Observé su perfil. Parecía muy decidido.

—Larry… —Me detuve. ¿Qué podía decir? ¿Qué motivos teníamos los demás para dedicarnos a eso? Puede que los de Larry fueran tan válidos como los míos, o más. No era que le gustara matar, como a Edward, y además estaba claro que me iría bien un poco de ayuda: empezaba a haber demasiados vampiros para mí sola.

—De acuerdo, te enseñaré, pero tendrás que hacer lo que te diga cuando te lo diga, sin rechistar.

—A sus órdenes, jefa. —Me dedicó una sonrisa y volvió a mirar la carretera. Parecía resuelto y aliviado. Y muy joven.

Pero todos habíamos sido jóvenes. Es algo que se cura con el tiempo, como la ingenuidad y las expectativas de que las reglas sean justas. Al final, lo único que queda es un buen instinto de supervivencia. ¿Sabría inculcárselo a Larry? ¿Podría enseñarlo a sobrevivir?

«Dios mío, por favor, que consiga aprender, que no se me muera.»

TREINTA Y OCHO

Larry me dejó en casa a las nueve y cinco. Qué horas se nos habían hecho. Cogí la bolsa del asiento trasero; sólo me habría faltado dejarme los trastos de reanimar. Salí del coche y me asomé a la puerta para despedirme.

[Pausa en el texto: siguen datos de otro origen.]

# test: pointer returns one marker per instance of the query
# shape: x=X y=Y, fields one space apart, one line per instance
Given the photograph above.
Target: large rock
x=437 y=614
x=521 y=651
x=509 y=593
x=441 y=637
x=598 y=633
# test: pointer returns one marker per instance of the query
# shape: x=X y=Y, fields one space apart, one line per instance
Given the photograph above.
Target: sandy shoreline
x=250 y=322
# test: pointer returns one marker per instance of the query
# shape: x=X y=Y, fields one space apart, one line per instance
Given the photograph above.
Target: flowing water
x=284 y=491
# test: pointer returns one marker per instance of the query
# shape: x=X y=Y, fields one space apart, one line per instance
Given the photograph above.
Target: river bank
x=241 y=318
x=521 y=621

—Nos vemos aquí a las cinco —dije—. De momento, te toca conducir a ti. —Asintió—. Si me retraso, no dejes que Bert te mande a trabajar solo, ¿de acuerdo?

Se giró para mirarme, sumido en pensamientos que no supe interpretar.

—¿Crees que no puedo apañármelas?

No lo creía; lo sabía, pero preferí no decírselo.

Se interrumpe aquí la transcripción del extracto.